El triunfo suizo se cimentó en su capacidad de resolución: aunque sus llegadas al área rival fueron contadas, su efectividad fue absoluta, transformando dos de sus tres disparos a puerta en anotaciones.
La apertura del marcador ocurrió a los 10 minutos, gracias a una brillante maniobra individual de Manzambi. El atacante sorteó a tres marcadores, alcanzó la línea de fondo y envió un centro preciso para que Embolo solo tuviera que empujar el balón al fondo de la red. La segunda conquista llegó apenas iniciado el segundo tiempo: tras un rebote en las inmediaciones del área, Ndoye conectó un potente derechazo cruzado que dejó sin respuesta al guardameta, otorgando a su equipo la tranquilidad necesaria para gestionar el resto del partido.

Breel Embolo metió el 1-0. (AP)
Tras obtener la ventaja, Suiza demostró inteligencia para controlar los tiempos.

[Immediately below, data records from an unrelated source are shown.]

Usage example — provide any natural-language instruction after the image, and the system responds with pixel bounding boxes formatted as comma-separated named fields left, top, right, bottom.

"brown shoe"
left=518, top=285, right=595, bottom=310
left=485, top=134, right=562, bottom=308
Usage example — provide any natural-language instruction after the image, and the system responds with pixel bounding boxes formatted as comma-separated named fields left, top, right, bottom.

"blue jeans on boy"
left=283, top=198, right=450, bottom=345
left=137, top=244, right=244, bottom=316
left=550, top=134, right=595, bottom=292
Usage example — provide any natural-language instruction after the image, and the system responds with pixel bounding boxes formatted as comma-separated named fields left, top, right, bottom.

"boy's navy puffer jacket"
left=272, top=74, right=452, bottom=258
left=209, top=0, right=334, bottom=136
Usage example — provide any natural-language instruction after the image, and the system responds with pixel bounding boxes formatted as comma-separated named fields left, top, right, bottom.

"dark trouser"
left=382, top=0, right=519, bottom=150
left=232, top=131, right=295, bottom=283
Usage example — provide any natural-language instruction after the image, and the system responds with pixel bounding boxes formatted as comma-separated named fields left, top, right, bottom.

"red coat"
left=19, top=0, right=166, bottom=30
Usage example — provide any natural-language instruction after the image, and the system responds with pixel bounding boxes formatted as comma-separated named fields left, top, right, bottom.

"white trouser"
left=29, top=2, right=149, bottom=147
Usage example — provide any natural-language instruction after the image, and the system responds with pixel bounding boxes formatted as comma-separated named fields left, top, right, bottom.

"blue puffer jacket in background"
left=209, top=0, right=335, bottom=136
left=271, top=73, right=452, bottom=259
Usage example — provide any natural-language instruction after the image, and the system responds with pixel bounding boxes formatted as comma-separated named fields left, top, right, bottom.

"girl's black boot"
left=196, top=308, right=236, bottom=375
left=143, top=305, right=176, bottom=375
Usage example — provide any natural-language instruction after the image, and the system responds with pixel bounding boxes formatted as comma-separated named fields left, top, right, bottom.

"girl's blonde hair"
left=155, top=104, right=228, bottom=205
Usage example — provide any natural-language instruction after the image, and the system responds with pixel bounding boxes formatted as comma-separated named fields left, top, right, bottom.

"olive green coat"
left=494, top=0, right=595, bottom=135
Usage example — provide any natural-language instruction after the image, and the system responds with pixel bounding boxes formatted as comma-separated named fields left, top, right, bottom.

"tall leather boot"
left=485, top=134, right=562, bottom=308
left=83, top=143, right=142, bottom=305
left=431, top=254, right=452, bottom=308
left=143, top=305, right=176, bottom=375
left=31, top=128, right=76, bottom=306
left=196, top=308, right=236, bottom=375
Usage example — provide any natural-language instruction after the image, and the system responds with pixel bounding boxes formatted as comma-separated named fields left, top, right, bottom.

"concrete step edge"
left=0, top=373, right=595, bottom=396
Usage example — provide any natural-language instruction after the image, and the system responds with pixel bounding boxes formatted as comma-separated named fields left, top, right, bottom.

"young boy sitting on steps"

Optaron por ceder el protagonismo a los argelinos, replegándose con un bloque defensivo sólido que anuló cualquier intento de ataque. Por su parte, el equipo africano, aunque mantuvo la posesión, careció de ideas para romper el cerrojo defensivo. La urgencia por descontar derivó en errores, centros imprecisos y el agotamiento del tiempo sin generar peligro real.
De esta manera, haciendo gala de la precisión que define su estilo histórico, Suiza supo golpear en los momentos justos: ahora, en la fase de los dieciséis mejores, se enfrentará al ganador de la llave entre Colombia y Ghana. La ilusión europea sigue intacta.